Germany’s image as Europe’s dealmaker is under threat. When the Germans and the French propose common policy which implies the establishment of individual member states as European champions of economic sector for the supposed purpose of competing with China, because of Nord Stream 2 such an initative raises fears instead of hopes around Europe. By defending Nord Stream 2 via a political umbrella with its spike aimed at the EC, Germany undermined its coalition capability in the eyes of other countries, particularly those that do not exercise as much power in the European Union. The main assumption after the gas directive case is that rules are rules, but in the end it remains that Germany can win any such economic or energy quarrel in the European Union. The idea of an effective compromise based on the principle of EC supervision is a joke.

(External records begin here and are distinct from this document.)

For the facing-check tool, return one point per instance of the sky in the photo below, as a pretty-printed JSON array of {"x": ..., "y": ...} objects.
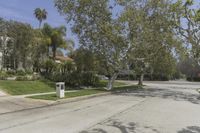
[{"x": 23, "y": 11}]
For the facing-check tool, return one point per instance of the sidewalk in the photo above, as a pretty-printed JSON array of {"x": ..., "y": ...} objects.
[{"x": 15, "y": 103}]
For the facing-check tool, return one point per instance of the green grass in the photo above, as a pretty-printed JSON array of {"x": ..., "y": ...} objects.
[
  {"x": 85, "y": 92},
  {"x": 26, "y": 87},
  {"x": 103, "y": 83},
  {"x": 32, "y": 87},
  {"x": 69, "y": 94}
]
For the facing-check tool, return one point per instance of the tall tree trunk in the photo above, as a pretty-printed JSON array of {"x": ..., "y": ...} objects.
[
  {"x": 54, "y": 52},
  {"x": 40, "y": 23},
  {"x": 141, "y": 79},
  {"x": 111, "y": 81}
]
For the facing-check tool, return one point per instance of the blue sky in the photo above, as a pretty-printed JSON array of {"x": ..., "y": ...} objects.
[{"x": 22, "y": 10}]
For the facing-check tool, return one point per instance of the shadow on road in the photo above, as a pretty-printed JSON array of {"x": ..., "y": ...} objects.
[
  {"x": 164, "y": 93},
  {"x": 191, "y": 129},
  {"x": 119, "y": 126}
]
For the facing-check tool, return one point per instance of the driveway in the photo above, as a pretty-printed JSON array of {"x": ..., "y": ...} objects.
[{"x": 163, "y": 107}]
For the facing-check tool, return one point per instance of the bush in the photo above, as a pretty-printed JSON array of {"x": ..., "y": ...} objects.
[
  {"x": 193, "y": 79},
  {"x": 10, "y": 72},
  {"x": 20, "y": 73},
  {"x": 74, "y": 78},
  {"x": 3, "y": 75},
  {"x": 22, "y": 78}
]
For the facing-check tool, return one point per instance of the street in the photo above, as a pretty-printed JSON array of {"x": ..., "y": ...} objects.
[{"x": 162, "y": 107}]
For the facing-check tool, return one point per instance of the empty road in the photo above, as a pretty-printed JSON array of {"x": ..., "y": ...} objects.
[{"x": 162, "y": 107}]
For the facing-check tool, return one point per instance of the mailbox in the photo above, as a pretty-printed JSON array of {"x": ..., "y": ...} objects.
[{"x": 60, "y": 89}]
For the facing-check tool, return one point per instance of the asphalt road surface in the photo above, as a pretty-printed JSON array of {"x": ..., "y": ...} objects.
[{"x": 163, "y": 107}]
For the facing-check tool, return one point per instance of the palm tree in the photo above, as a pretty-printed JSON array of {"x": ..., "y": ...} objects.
[{"x": 40, "y": 14}]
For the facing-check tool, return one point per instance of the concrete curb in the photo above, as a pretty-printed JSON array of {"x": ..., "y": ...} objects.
[{"x": 62, "y": 101}]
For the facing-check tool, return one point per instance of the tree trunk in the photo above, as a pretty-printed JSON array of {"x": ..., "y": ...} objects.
[
  {"x": 54, "y": 52},
  {"x": 111, "y": 81},
  {"x": 141, "y": 79}
]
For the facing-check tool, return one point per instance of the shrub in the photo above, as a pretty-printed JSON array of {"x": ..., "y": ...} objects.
[
  {"x": 10, "y": 72},
  {"x": 22, "y": 78},
  {"x": 74, "y": 78},
  {"x": 193, "y": 79},
  {"x": 20, "y": 73},
  {"x": 3, "y": 75}
]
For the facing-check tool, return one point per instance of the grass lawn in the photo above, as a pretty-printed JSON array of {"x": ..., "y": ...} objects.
[
  {"x": 26, "y": 87},
  {"x": 32, "y": 87},
  {"x": 103, "y": 83},
  {"x": 69, "y": 94},
  {"x": 85, "y": 92}
]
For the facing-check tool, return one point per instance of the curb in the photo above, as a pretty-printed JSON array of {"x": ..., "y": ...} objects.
[{"x": 59, "y": 102}]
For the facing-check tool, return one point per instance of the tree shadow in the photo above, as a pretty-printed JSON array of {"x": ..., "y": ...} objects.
[
  {"x": 120, "y": 126},
  {"x": 164, "y": 93},
  {"x": 191, "y": 129}
]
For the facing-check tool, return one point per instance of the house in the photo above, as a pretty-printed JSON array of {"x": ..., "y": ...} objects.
[{"x": 60, "y": 59}]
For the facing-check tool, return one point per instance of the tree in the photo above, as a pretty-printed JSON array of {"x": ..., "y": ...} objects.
[
  {"x": 98, "y": 31},
  {"x": 56, "y": 37},
  {"x": 150, "y": 32},
  {"x": 22, "y": 36},
  {"x": 187, "y": 24},
  {"x": 40, "y": 14}
]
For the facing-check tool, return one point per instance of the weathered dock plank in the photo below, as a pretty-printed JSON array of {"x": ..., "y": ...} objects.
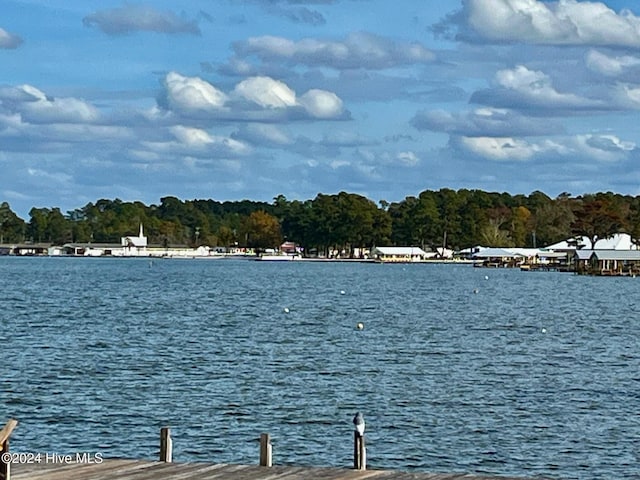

It is high time to ask if Germany’s foreign and economic policy is ensnared by its energy relationship with Russia. Ultimately Germany is being hurt as well as the rest of the EU. Russia has betrayed Germany’s trust more than once, for that matter. Take the case of gas turbines sold by the German company Siemens on the belief that they would be installed deep in the Russian steppe on the Taman peninsula but in reality were sent to the illegally annexed Crimean peninsula. On March 18th 2019 Vladimir Putin officially launched power and heat power stations using those turbines – adding huge insult to injury for Germany.
At the same time we need to underscore positive developments in German policy. It is Berlin that should be thanked for sustaining the sanction regime against Moscow in spite of divisions across the EU. The Germans have also been heavily engaged in NATO’s eastern flank initative. They are eager to cooperate with Central and Eastern European countries on economic policies that provide bilateral profits.
Nevertheless these positive aspects cannot excuse Germany’s position regarding Nord Stream 2. At the most basic level, Nord Stream 2 presents a security problem for all of the EU. This exact issue was raised during the Warsaw NATO summit by Poland, USA, Denmark, Norway and other states afraid of little green men on Gotland or somewhere else near the route of Nord Stream 2. Unfortunately official discussion on this topic had been effectively blocked by Germans.
To convince Berlin that something is seriously wrong, Washington is threatening to impose sanctions over engagement in the Nord Stream 2 project. Even if this is an empty threat, demonstrates a significant rift in US-German relations. against situation in which it is Germany to be called if the United States needs to ask Europe about something which would be ideal for Germans or the EC which position is undermined by German unilateral moves around Nord Stream 2. So when Kissinger’s successors in the US administration ask who they should call in Europe now, the answer is different when you ask different Europeans. The EC is doing as much as EU members states let it. It is another call to reform EU institutions, but with so many already-existing divisons, that would be like opening Pandora’s box.
One cannot claim that Nord Stream 2 is only about Ukraine’s returns from gas transit of Russian gas. It is moreover about European unity and hard security. Germany’s persistent addiction to bilateral economic relations with Russia almost always culminates in new problems. They are losing friends in the United States and alienating less-influential EU states. In the end, Germans are offended by Russian policies, as in the case of the Crimean gas turbines from Siemens. Germany must ask itself: are its current policies vis-a-vis Russia and energy really that worthy to be continued?